Flask. Light, easy, Dependency agnostic, no strings attached…like a weekend fling.

Going with Flask was a no brainer, I wanted to keep things lightweight and host the whole application on my VPS alongside other applications, I would use my current nginx setup and have the hosted web-app point to a custom subdomain.

Now, there were two parts to this that made sense at the time. First, fix the app and get it running. Next, rewrite the whole thing in Flask, because what could possibly go wrong.

To keep it short, fixing the app required updating the deprecated libraries that were causing errors. Here’s a brief:

  • Qdrant function was moved from langchain.vectorstores to langchain_community.vectorstores.
  • OpenAIEmbeddings was moved from langchain.embeddings.openai to langchain_openai.
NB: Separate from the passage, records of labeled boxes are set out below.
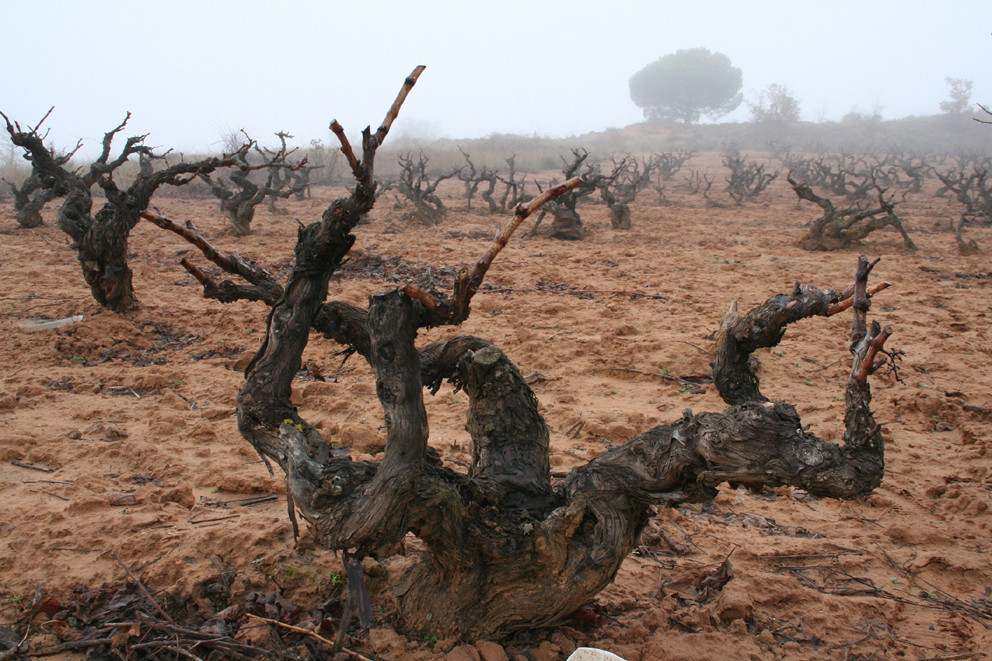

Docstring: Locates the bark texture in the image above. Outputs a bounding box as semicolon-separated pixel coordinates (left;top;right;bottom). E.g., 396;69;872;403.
3;113;246;312
153;68;893;640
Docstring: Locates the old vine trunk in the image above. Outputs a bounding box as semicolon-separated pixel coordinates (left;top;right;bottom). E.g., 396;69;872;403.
151;67;895;639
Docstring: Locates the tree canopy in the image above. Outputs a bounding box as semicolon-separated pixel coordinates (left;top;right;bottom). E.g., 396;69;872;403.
630;48;743;124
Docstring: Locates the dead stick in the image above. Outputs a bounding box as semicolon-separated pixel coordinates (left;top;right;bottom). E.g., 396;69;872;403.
827;282;892;317
10;459;57;473
110;551;176;624
245;613;372;661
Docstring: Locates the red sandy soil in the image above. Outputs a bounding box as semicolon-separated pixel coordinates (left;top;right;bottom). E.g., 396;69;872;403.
0;161;992;661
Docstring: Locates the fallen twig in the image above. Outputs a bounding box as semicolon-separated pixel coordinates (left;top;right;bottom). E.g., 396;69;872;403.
245;613;373;661
10;459;58;473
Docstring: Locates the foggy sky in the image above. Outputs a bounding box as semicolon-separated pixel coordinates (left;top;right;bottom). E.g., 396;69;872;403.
0;0;992;153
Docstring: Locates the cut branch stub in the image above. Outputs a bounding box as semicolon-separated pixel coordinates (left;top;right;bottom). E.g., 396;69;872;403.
403;177;583;325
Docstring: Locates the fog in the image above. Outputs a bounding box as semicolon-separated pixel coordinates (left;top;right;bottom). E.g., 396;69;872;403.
0;0;992;153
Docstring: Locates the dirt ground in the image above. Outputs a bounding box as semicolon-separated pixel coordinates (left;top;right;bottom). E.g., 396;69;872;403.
0;161;992;661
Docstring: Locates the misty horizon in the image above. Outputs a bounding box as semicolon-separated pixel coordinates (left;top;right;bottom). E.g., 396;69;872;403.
0;0;992;155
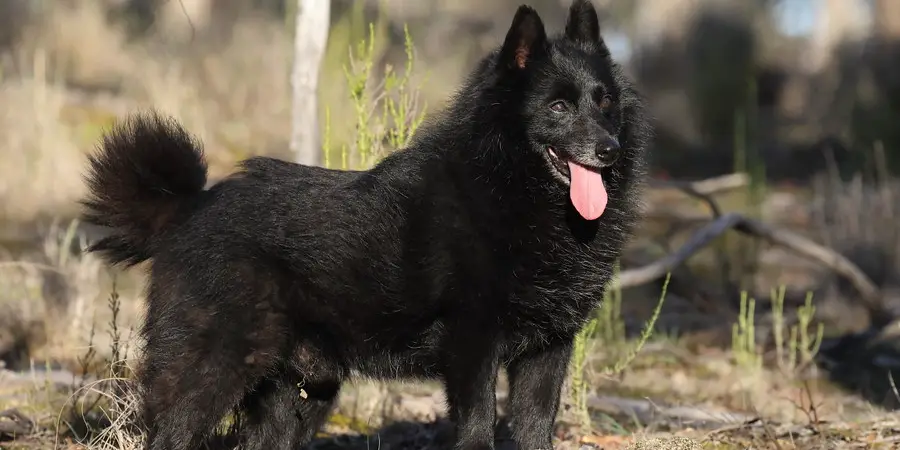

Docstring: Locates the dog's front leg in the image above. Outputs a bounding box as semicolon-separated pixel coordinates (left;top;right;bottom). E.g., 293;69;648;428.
507;339;572;450
443;325;499;450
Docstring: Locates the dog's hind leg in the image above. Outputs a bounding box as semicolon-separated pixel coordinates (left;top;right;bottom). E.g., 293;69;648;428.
507;339;572;450
241;375;340;450
139;268;288;450
442;321;499;450
241;342;346;450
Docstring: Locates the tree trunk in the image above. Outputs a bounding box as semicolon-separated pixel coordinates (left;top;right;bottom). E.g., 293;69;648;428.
291;0;331;165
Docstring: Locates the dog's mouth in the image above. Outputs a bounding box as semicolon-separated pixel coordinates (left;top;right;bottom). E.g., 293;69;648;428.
547;147;572;182
547;146;609;220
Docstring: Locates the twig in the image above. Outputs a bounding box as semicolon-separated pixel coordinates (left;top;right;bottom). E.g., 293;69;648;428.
648;173;750;195
619;213;887;320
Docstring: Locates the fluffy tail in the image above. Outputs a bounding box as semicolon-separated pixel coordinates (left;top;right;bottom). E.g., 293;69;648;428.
81;113;207;266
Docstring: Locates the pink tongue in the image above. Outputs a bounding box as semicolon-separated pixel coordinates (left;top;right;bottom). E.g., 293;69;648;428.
569;161;609;220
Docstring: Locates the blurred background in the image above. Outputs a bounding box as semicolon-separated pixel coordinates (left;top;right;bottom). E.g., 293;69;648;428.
0;0;900;446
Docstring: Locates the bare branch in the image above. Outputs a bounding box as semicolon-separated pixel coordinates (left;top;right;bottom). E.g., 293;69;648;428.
618;213;884;312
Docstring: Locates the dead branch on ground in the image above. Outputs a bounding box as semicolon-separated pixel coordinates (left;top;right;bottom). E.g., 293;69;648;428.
618;174;890;321
0;409;34;438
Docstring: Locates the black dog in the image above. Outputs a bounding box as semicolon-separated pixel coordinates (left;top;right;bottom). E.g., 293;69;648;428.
84;0;649;450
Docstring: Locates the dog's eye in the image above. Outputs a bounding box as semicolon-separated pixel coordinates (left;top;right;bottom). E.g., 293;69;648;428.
598;95;612;109
550;100;569;112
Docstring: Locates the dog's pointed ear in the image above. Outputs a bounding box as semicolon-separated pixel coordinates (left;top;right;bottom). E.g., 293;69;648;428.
566;0;602;44
500;5;547;69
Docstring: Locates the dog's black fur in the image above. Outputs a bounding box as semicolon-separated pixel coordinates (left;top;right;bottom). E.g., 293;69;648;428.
83;0;649;450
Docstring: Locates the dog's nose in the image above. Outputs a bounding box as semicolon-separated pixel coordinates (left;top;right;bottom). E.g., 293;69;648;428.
597;137;622;166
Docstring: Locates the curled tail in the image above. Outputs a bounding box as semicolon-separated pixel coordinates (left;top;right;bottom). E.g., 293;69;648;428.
81;113;207;266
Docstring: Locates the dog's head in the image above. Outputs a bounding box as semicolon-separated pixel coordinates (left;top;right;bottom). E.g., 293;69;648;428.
491;0;642;220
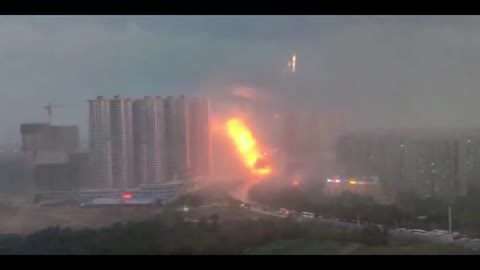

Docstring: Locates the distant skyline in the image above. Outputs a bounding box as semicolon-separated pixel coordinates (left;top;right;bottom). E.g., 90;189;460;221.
0;16;480;143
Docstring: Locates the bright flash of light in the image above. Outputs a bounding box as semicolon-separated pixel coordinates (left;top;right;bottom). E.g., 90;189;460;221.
226;118;272;176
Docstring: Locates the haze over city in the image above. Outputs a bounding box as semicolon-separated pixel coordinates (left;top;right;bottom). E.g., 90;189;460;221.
4;16;480;142
0;15;480;254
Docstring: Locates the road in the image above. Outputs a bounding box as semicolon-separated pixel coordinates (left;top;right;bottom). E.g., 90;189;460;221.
231;183;480;250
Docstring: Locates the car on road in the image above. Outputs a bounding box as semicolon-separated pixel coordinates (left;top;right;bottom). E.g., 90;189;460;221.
302;212;315;218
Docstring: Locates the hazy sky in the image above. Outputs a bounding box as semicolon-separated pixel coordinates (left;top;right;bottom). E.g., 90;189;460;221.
0;16;480;141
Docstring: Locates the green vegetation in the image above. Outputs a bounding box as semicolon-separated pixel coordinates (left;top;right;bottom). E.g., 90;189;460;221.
0;208;408;254
249;182;480;235
244;239;475;255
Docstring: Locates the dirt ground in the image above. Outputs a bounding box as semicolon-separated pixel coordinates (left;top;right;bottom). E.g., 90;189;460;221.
0;196;161;234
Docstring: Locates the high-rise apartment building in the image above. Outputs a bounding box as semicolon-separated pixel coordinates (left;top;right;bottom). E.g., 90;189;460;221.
131;99;148;186
110;96;132;190
88;96;113;188
20;124;79;169
89;96;211;189
164;96;190;180
188;97;212;177
337;132;472;199
132;97;167;185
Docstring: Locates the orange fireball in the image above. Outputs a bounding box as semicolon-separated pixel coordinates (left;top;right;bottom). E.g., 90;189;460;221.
226;118;272;176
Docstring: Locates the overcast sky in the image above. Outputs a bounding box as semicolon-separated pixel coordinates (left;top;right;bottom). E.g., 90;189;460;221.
0;16;480;141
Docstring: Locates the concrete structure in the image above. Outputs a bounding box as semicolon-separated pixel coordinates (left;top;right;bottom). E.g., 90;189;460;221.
69;152;92;190
145;97;166;184
165;96;190;181
34;163;75;192
129;99;148;186
20;124;79;169
88;96;113;188
133;97;167;188
188;98;212;177
124;98;136;188
337;131;480;200
110;96;132;190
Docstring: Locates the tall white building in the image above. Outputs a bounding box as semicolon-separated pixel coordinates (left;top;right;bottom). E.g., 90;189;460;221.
164;96;191;180
188;97;212;177
132;99;148;188
88;96;113;188
110;96;132;190
133;97;167;185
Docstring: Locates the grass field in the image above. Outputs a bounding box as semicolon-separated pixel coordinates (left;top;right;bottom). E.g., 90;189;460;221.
245;239;479;255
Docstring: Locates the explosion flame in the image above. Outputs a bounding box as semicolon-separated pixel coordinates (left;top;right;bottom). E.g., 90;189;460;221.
225;118;272;176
And soon enough, the app was running. First step, DONE.

Now, rewriting the code for Flask. Full disclosure, I used help from Claude 3.5 (Sonnet) to create the render_template index.html code required used for displaying the web page made using tailwind.css and basic JS to handle the input and text response logic. For app. py containing the main application code, 2 major changes were done to accommodate Flask.

1) Set app routes to display the index.html on load & another route for the primary function handling the request and response from index.html to the app backend

2) Using the Jsonify function, convert function response to JSON before returning it, where on the webpage a script shall unhide the answer div after overwriting it with the generated response.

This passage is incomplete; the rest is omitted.